Porsche’s 918 Spyder
I wonder if I can pick one of these up in Costa Rica…
It is expected to cost $630,000 (£410,000) if and when it reaches production, which would make the 918 Spyder the most expensive Porsche in history.
The 918 supercar, first unveiled at the Geneva Motor Show in March, is not officially scheduled for production, having been made solely as a concept car so far. But in April Wolfgang Duerheimer, the head of development at Porsche, said that if 1,000 customers showed interest in buying one, they would consider producing it.
Now two unnamed sources have told Wired magazine that more than 2,000 people have “made non-binding expressions of interest” in the car. So far there is no word from Porsche over what their decision will be.
According to Porsche, the 918 Spyder’s 500-horsepower V8, supplemented by two electric motors by the axles giving an extra 218 horsepower, will push it to 100kmh (62mph) in just 3.2 seconds, with a top speed of 198mph.
In its most economical mode, Porsche claim that the car can achieve fuel consumption of three litres per 100km, or around 79 miles per gallon, and just 70g carbon dioxide emitted per kilometre. For comparison, the Toyota Prius T3 Hybrid gives off 89g/km, and 4.6l/100km. Porsche’s figures have not been independently verified, suggesting they must be best-case examples at least.

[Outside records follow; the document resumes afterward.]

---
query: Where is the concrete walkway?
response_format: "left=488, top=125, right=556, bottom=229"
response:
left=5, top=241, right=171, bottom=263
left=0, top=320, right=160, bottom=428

The 918 Spyder has four driving modes, each giving a different balance between economy and performance. “Eco” runs entirely on the electrical motors, with a battery range of 16 miles. “Hybrid” uses both fuel and electricity as conditions warrant. “Sport” does similar, but with the balance shifted towards speed, with most of the power going to the rear wheels. “Race” goes purely for performance, with the electric motors redirecting energy lost in braking back to the wheels in a “push to pass” boost.
Frank Biller, an analyst at Landesbank Baden-Wuerttemberg, told Automotive News Europe that the 918 Spyder could enhance Porsche’s environmental reputation. Porsche is owned by Volkswagen, which also makes Lamborghini and Bentley vehicles, some of “Europe’s worst gas guzzlers” according to Mr Biller.